Tashkent, Uzbekistan (UzDaily.com) -- A signing ceremony of a memorandum between the Ministry of Preschool Education and the UNICEF Representative Office in Uzbekistan took place. The memorandum was signed by First Deputy Minister of Preschool Education (MOPE) Kahramon Olimov, Head of UNICEF Representative Office in Uzbekistan Munir Mammadzade and Director of the Innovation Center for Information and Pedagogical Technologies Oyatillo Rakhmatillaev.
At the heart of the memo is the Learning Passport, a web platform that provides continuous access to quality education. It is a highly flexible and adaptable program that allows different countries to easily and quickly adapt it to their national contexts as a complement to existing digital learning platforms.
The Learning Passport, created in partnership between UNICEF, Microsoft, Cambridge and with support from the Boston Consulting Group, has been designed with a unique set of online and offline features and capabilities.
The platform serves local contextualized content as well as global complementary resources to support educators, parents, and preschoolers. The proposed digital preschool platform aims to enhance ongoing engagement with families and parents on homeschooling, and to improve collaboration between preschool educators and other staff to share ideas, best practices and activities that can be implemented in preschool.

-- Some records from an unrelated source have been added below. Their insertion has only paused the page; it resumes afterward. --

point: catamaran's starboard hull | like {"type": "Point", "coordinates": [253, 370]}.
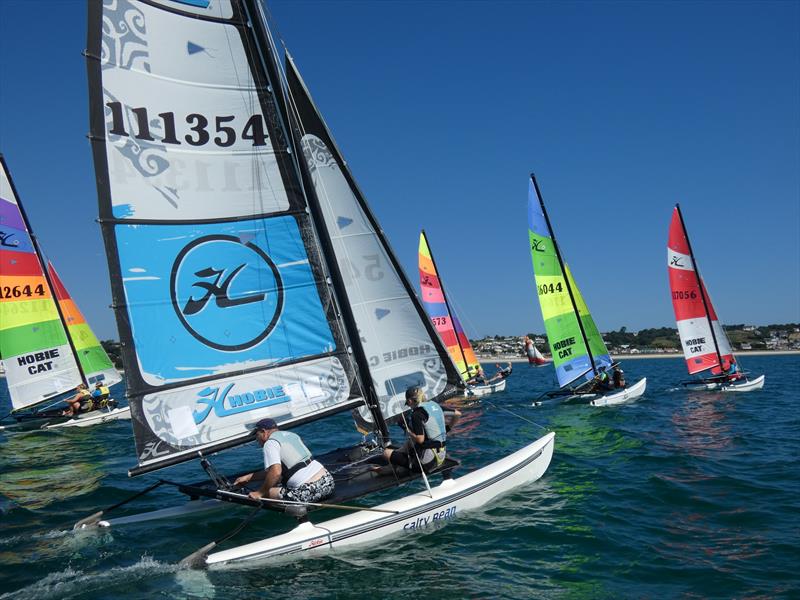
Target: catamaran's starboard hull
{"type": "Point", "coordinates": [485, 390]}
{"type": "Point", "coordinates": [745, 386]}
{"type": "Point", "coordinates": [451, 497]}
{"type": "Point", "coordinates": [626, 395]}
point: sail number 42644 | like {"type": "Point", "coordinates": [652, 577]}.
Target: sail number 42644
{"type": "Point", "coordinates": [18, 291]}
{"type": "Point", "coordinates": [200, 126]}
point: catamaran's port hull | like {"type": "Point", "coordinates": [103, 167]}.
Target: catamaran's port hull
{"type": "Point", "coordinates": [417, 511]}
{"type": "Point", "coordinates": [485, 390]}
{"type": "Point", "coordinates": [627, 395]}
{"type": "Point", "coordinates": [95, 417]}
{"type": "Point", "coordinates": [745, 386]}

Currently, the Innovation Center, together with MOPE specialists, is collecting a library of open educational resources. UNICEF was offered a number of international examples and resources on early childhood education, and was encouraged to use the resource base of leading private companies to offer a variety of additional content for localization and use of the platform by implementing countries.
The main goals of digital learning platforms for preschool institutions at the national level are:
1) Provide support to parents with practical resources and materials to support early learning at home and strengthen parent-child interaction.
2) Support early childhood educators with practical resources and materials that they can use in their classrooms and collaborative spaces to improve early learning.
3) Support a national community of practitioners between parents, teachers and children, sharing the principles of early learning and development.